Ce Duthier était un inconnu, arrivé depuis peu de temps au pays, on ne savait trop d’où. Tout d’abord, bien peu de personnes ajoutèrent foi à ce récit, absolument invraisemblable, vu le caractère et l’état de fortune de Lamirande. Celui-ci, naturellement, opposa une dénégation formelle à cette atroce accusation, et invita privément sir Henry à mettre fin à la calomnie. Au moment même où il s’attendait à recevoir un mot de réponse, quelle ne fut sa stupéfaction de lire, dans un journal d’Ottawa, le compte rendu suivant d’un interview qu’un reporter avait eu avec le premier ministre :

« M. Lamirande ayant nié l’accusation portée contre lui par le nommé Duthier, domestique chez sir Henry, nous avons envoyé un représentant du Sun auprès du premier ministre pour savoir exactement à quoi nous en tenir à ce sujet. Voici la conversation qui a eu lieu :

— Q. Vous avez sans doute lu, sir Henry, l’accusation portée par un de vos domestiques contre M. Lamirande et la dénégation formelle de celui-ci. Dans l’intérêt de la vérité je viens vous prier de vouloir bien dire au public ce qu’il en est.

— R. Je regrette infiniment cet incident. M. Lamirande est un jeune homme d’un grand talent qui a bien tort de me faire la guerre, mais que j’admire beaucoup, tout de même.

— Q. Vous a-t-il tenu le langage que Duthier lui prête ?

— R. Ah ! ces domestiques ! Duthier a eu bien tort de faire cette déclaration. Je regrette beaucoup cet incident. Aussi ai-je renvoyé immédiatement cet homme de mon service. Quand un domestique entend par hasard quelque chose, c’est son devoir de se taire. Des indiscrétions comme celle que vient de faire ce malheureux Duthier sont intolérables !

— Q. Dois-je donc conclure que Duthier n’est coupable que d’une indiscrétion ?

— R. Vous devenez indiscret vous-même !

— Q. Il y a donc eu conversation entre vous et M. Lamirande au sujet de la position de consul à Paris ou à Washington ?

— R. M. Lamirande lui-même ne nie pas qu’une telle conversation ait eu lieu.

— Q. Vous ne voulez pas me dire quelle était la nature de cette conversation ?

— R. Pensez-vous, par hasard, que je vais commettre des indiscrétions comme un domestique ? Je vous le répète, je déplore profondément cet incident, et ma ferme détermination c’est de ne pas l’aggraver en m’y mêlant d’aucune façon. Vous pouvez clore votre interview, car, avec toute votre habileté, vous ne réussirez pas à me faire révéler ce qui a pu se passer entre M. Lamirande et moi dans une conversation tout à fait confidentielle. C’est inutile d’insister davantage.

« Là-dessus notre représentant prit congé de sir Henry ».




La perfidie de ces paroles atterra Lamirande. Il comprit qu’il y avait conspiration contre lui entre le premier ministre et le domestique, et que ce serait inutile d’insister auprès de sir Henry pour obtenir justice. Il raconta dans la Nouvelle-France exactement ce qui s’était passé entre sir Henry et lui. Il appuya son dire d’une déclaration de Leverdier et de Vaughan qui affirmaient que c’était bien là ce que Lamirande leur avait confié aussitôt après l’entrevue. Sir Henry se fit interviewer de nouveau et nia perfidement, mais sans rien préciser.

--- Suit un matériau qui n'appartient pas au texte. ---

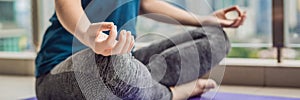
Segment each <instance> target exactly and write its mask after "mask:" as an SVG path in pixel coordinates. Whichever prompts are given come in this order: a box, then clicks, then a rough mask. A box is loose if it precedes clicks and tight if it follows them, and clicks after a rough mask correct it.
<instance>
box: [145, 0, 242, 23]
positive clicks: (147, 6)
mask: <svg viewBox="0 0 300 100" xmlns="http://www.w3.org/2000/svg"><path fill="white" fill-rule="evenodd" d="M231 11H236V12H238V13H239V16H238V17H237V18H236V19H227V18H226V17H225V14H226V13H228V12H231ZM147 13H157V14H162V15H164V16H168V17H171V18H174V19H175V20H177V21H179V22H180V23H181V24H183V25H191V26H198V27H200V26H202V25H221V26H222V27H230V28H237V27H239V26H241V25H242V24H243V22H244V20H245V19H246V12H242V11H241V10H240V9H239V7H238V6H232V7H229V8H226V9H221V10H218V11H215V12H214V13H213V14H212V15H211V16H197V15H195V14H193V13H190V12H187V11H185V10H182V9H179V8H177V7H175V6H173V5H171V4H169V3H166V2H164V1H161V0H141V14H147ZM150 18H152V19H154V20H157V21H161V22H166V23H169V22H168V21H166V20H161V19H162V18H161V17H151V16H150ZM171 24H172V23H171Z"/></svg>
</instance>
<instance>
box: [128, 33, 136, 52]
mask: <svg viewBox="0 0 300 100" xmlns="http://www.w3.org/2000/svg"><path fill="white" fill-rule="evenodd" d="M131 39H132V41H131V43H130V47H129V48H128V50H127V51H128V53H130V52H131V50H132V49H133V47H134V42H135V40H134V37H133V36H131Z"/></svg>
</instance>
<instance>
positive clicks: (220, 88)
mask: <svg viewBox="0 0 300 100" xmlns="http://www.w3.org/2000/svg"><path fill="white" fill-rule="evenodd" d="M0 80H1V81H0V100H20V99H24V98H29V97H34V96H35V90H34V82H35V78H34V77H30V76H27V77H26V76H5V75H0ZM219 91H220V92H228V93H242V94H253V95H264V96H280V97H294V98H300V88H276V87H253V86H230V85H223V86H221V87H220V88H219Z"/></svg>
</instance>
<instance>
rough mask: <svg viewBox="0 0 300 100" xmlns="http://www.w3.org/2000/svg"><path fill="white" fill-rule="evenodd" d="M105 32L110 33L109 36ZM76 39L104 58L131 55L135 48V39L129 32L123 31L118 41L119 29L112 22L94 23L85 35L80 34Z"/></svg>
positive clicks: (108, 35)
mask: <svg viewBox="0 0 300 100" xmlns="http://www.w3.org/2000/svg"><path fill="white" fill-rule="evenodd" d="M104 31H110V33H109V35H107V34H105V33H103V32H104ZM75 35H76V34H75ZM76 37H77V38H78V37H79V40H80V41H81V42H82V43H84V44H85V45H87V46H88V47H90V48H91V49H92V50H93V51H94V52H95V53H96V54H101V55H103V56H110V55H118V54H126V53H130V52H131V49H132V48H133V46H134V38H133V36H132V35H131V32H129V31H125V30H122V31H121V32H120V35H119V39H118V41H117V40H116V37H117V27H116V26H115V25H114V24H113V23H111V22H100V23H93V24H91V25H90V26H89V27H88V29H87V31H86V32H84V34H82V33H79V34H77V35H76Z"/></svg>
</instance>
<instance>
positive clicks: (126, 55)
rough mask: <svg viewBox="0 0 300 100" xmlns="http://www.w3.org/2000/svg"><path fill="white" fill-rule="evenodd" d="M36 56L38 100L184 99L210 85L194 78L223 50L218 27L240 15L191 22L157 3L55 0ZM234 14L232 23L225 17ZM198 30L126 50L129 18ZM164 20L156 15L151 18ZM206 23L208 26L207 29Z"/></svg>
mask: <svg viewBox="0 0 300 100" xmlns="http://www.w3.org/2000/svg"><path fill="white" fill-rule="evenodd" d="M55 8H56V12H55V14H54V15H53V17H52V18H51V19H50V21H51V22H52V25H51V26H50V27H49V28H48V30H47V31H46V33H45V35H44V38H43V43H42V46H41V49H40V52H39V53H38V56H37V58H36V78H37V80H36V93H37V97H38V99H41V100H47V99H53V100H71V99H72V100H73V99H78V100H81V99H93V100H94V99H113V100H114V99H128V100H129V99H146V100H150V99H151V100H152V99H153V100H156V99H176V100H177V99H187V98H189V97H191V96H197V95H201V94H202V93H204V92H205V91H207V90H209V89H212V88H214V87H215V84H216V83H215V82H214V81H213V80H206V79H199V78H200V77H201V76H203V75H204V74H205V73H206V72H208V71H209V70H210V69H211V67H213V66H216V65H217V64H218V63H219V62H220V61H221V60H222V59H223V58H224V57H225V56H226V54H227V53H228V51H229V49H230V45H229V42H228V39H227V37H226V34H224V31H223V30H222V27H229V28H237V27H239V26H240V25H242V24H243V22H244V20H245V18H246V14H245V12H242V11H241V10H240V9H239V7H237V6H233V7H229V8H226V9H222V10H218V11H216V12H214V13H213V14H212V15H210V16H205V17H198V16H197V15H194V14H191V13H189V12H187V11H185V10H182V9H179V8H177V7H174V6H172V5H170V4H169V3H166V2H164V1H161V0H55ZM230 11H236V12H238V13H239V16H238V17H237V18H236V19H231V20H229V19H227V18H226V17H225V14H226V13H227V12H230ZM151 13H155V15H154V16H148V17H150V18H152V19H154V20H157V21H162V22H166V23H171V24H172V22H171V21H168V20H165V19H166V17H163V16H168V18H172V19H175V20H176V21H178V22H179V23H181V24H184V25H190V26H196V27H202V28H199V29H197V30H194V31H190V32H186V33H182V34H179V35H177V36H175V37H171V38H169V39H165V40H162V41H159V42H156V43H153V44H152V45H150V46H148V47H144V48H141V49H138V50H136V51H134V52H132V48H133V47H134V38H135V37H136V31H135V25H136V18H137V16H138V15H141V14H151ZM157 15H163V16H157ZM212 26H213V27H212Z"/></svg>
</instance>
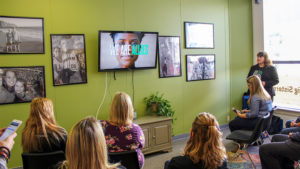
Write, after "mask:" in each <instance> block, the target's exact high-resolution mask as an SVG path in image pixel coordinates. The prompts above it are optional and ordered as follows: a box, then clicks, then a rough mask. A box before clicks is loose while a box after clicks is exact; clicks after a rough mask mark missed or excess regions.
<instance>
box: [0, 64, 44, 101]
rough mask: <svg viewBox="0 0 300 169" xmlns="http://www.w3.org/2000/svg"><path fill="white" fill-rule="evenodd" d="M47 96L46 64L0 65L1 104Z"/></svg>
mask: <svg viewBox="0 0 300 169" xmlns="http://www.w3.org/2000/svg"><path fill="white" fill-rule="evenodd" d="M35 97H46V90H45V72H44V66H31V67H0V104H12V103H25V102H31V101H32V99H33V98H35Z"/></svg>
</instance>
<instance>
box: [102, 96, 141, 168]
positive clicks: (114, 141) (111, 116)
mask: <svg viewBox="0 0 300 169" xmlns="http://www.w3.org/2000/svg"><path fill="white" fill-rule="evenodd" d="M132 120H133V106H132V103H131V99H130V97H129V96H128V94H126V93H124V92H117V93H116V94H115V96H114V99H113V101H112V104H111V107H110V114H109V120H103V121H101V124H102V127H103V131H104V134H105V139H106V144H107V147H108V150H109V151H110V152H122V151H130V150H136V151H137V153H138V159H139V165H140V168H143V165H144V155H143V153H142V148H143V147H144V145H145V136H144V133H143V131H142V129H141V127H140V126H139V125H137V124H134V123H133V122H132Z"/></svg>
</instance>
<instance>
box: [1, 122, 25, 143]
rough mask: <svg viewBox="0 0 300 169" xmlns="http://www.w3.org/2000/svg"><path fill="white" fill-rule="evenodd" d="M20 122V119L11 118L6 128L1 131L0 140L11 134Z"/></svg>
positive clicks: (5, 137)
mask: <svg viewBox="0 0 300 169" xmlns="http://www.w3.org/2000/svg"><path fill="white" fill-rule="evenodd" d="M21 124H22V121H20V120H13V121H12V122H11V123H10V125H9V126H8V127H7V129H6V130H5V131H4V132H3V133H2V135H1V137H0V140H5V139H6V138H7V137H8V136H10V135H11V134H13V133H14V132H15V131H17V129H18V128H19V127H20V125H21Z"/></svg>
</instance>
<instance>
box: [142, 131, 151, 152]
mask: <svg viewBox="0 0 300 169" xmlns="http://www.w3.org/2000/svg"><path fill="white" fill-rule="evenodd" d="M142 129H143V133H144V136H145V147H144V148H143V150H144V151H146V150H147V149H148V148H149V137H150V128H149V127H142Z"/></svg>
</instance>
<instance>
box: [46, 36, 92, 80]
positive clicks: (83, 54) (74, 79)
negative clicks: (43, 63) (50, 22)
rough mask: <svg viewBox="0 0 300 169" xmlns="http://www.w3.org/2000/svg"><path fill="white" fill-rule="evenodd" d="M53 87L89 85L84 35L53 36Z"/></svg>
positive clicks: (52, 36) (51, 49) (52, 44)
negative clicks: (64, 85) (86, 84)
mask: <svg viewBox="0 0 300 169" xmlns="http://www.w3.org/2000/svg"><path fill="white" fill-rule="evenodd" d="M51 51H52V72H53V85H54V86H60V85H70V84H82V83H87V71H86V54H85V37H84V34H51Z"/></svg>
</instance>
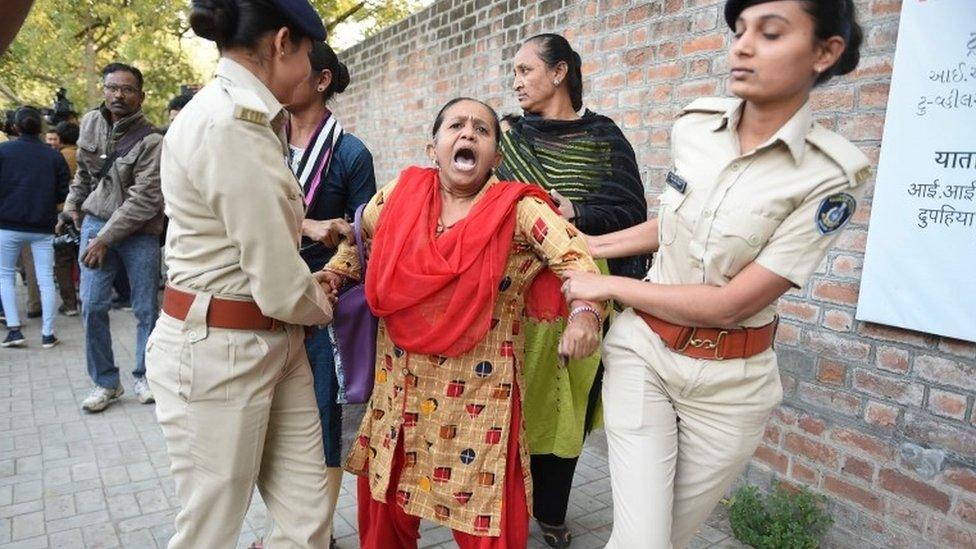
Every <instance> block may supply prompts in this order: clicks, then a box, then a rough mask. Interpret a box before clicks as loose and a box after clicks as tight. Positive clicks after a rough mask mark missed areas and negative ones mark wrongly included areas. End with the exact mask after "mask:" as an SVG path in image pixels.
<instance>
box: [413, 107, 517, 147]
mask: <svg viewBox="0 0 976 549" xmlns="http://www.w3.org/2000/svg"><path fill="white" fill-rule="evenodd" d="M461 101H473V102H475V103H478V104H480V105H482V106H484V107H485V108H486V109H488V113H489V114H491V120H492V127H494V128H495V146H496V147H497V146H498V145H499V144H500V143H501V141H502V125H501V122H499V121H498V113H497V112H495V109H493V108H491V105H489V104H488V103H485V102H484V101H478V100H477V99H472V98H470V97H455V98H454V99H451V100H450V101H448V102H447V103H445V104H444V106H443V107H441V110H439V111H437V116H436V117H435V118H434V127H433V128H432V129H431V132H430V135H431V137H433V138H434V139H435V140H436V139H437V132H439V131H441V126H442V125H443V124H444V115H445V114H446V113H447V109H450V108H451V107H453V106H454V105H457V104H458V103H460V102H461Z"/></svg>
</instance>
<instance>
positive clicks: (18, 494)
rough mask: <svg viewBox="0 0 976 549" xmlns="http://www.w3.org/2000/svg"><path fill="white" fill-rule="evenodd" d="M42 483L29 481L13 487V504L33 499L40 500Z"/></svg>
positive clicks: (42, 486)
mask: <svg viewBox="0 0 976 549" xmlns="http://www.w3.org/2000/svg"><path fill="white" fill-rule="evenodd" d="M42 487H43V483H42V482H41V481H40V480H31V481H27V482H21V483H19V484H15V485H14V503H24V502H25V501H31V500H34V499H40V497H41V493H42V492H43V490H42Z"/></svg>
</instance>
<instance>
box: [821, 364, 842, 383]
mask: <svg viewBox="0 0 976 549" xmlns="http://www.w3.org/2000/svg"><path fill="white" fill-rule="evenodd" d="M846 377H847V366H844V365H843V364H841V363H839V362H834V361H833V360H828V359H823V360H821V361H820V368H819V369H818V370H817V380H818V381H820V382H822V383H828V384H830V385H844V379H845V378H846Z"/></svg>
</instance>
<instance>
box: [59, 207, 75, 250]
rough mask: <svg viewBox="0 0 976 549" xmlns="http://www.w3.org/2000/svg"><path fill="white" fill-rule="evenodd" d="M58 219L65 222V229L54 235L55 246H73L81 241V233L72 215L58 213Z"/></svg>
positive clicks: (64, 227) (66, 246) (64, 246)
mask: <svg viewBox="0 0 976 549" xmlns="http://www.w3.org/2000/svg"><path fill="white" fill-rule="evenodd" d="M58 219H60V220H61V221H63V222H64V230H63V231H62V233H61V234H59V235H57V236H55V237H54V247H55V248H59V249H60V248H71V247H73V246H77V245H78V244H80V243H81V233H80V232H78V228H77V227H75V222H74V220H73V219H71V216H69V215H66V214H64V213H61V214H58Z"/></svg>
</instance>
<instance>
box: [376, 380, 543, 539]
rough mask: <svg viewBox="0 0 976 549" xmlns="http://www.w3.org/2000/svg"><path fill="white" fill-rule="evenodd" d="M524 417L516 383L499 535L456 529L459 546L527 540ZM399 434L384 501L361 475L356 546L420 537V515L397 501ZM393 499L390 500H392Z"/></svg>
mask: <svg viewBox="0 0 976 549" xmlns="http://www.w3.org/2000/svg"><path fill="white" fill-rule="evenodd" d="M521 421H522V399H521V397H520V396H519V391H518V389H517V388H516V390H515V391H513V392H512V419H511V421H510V422H509V431H508V459H507V462H506V463H505V485H504V487H503V490H504V493H503V499H502V518H501V535H500V536H497V537H495V536H475V535H473V534H468V533H465V532H460V531H458V530H454V541H456V542H457V544H458V547H460V549H524V548H525V546H526V545H527V544H528V541H529V508H528V505H527V502H526V497H525V482H524V474H523V472H522V460H521V459H519V446H518V440H519V437H518V435H519V429H520V428H521ZM403 463H404V456H403V433H402V432H401V433H400V436H399V437H398V438H397V447H396V451H395V452H394V453H393V463H392V464H391V467H390V484H389V486H388V488H387V490H386V503H383V502H379V501H376V500H375V499H373V497H372V496H371V495H370V491H369V480H368V477H366V476H361V477H359V480H358V481H357V493H358V496H357V497H358V500H359V546H360V547H361V548H362V549H416V547H417V540H419V539H420V517H415V516H413V515H408V514H407V513H406V512H405V511H404V510H403V508H402V507H400V505H399V504H397V503H396V490H397V486H398V485H399V484H400V473H401V472H402V470H403ZM391 502H392V503H391Z"/></svg>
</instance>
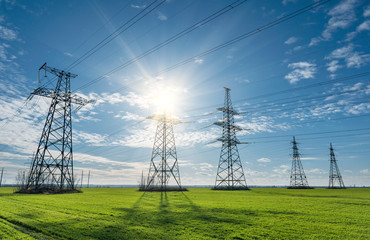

Dans la province de Québec l’opinion se partagea. Tous les hommes sincères, surtout ceux qui connaissaient personnellement Lamirande, furent convaincus que le jeune député était la victime d’une affreuse calomnie, et ils n’en conçurent pour lui que plus d’affection, d’estime et de sympathie. Cependant, tous ceux qui, pour une raison ou pour une autre, voulaient se remettre à la remorque des ministres, profitèrent de ce prétexte pour se déclarer ouvertement contre le chef du mouvement séparatiste. Pas un sur cent, toutefois, ne croyait réellement à l’accusation ; mais il n’y a rien de plus intransigeant, de plus farouche que l’homme qui, par intérêt, fait semblant de croire à une calomnie. Aussi l’ardeur de ceux qui prétendaient ajouter foi à l’histoire de Duthier et aux habiles réticences de sir Henry fut-elle extraordinaire. Elle atteignit non seulement Lamirande lui-même, mais les principes qu’il défendait. C’était une vraie déroute pour la cause nationale. Les ministres virent que c’était le moment psychologique. Ils firent lancer les “brefs” et fixèrent les élections à une date aussi rapprochée que possible, dans les derniers jours de janvier 1946.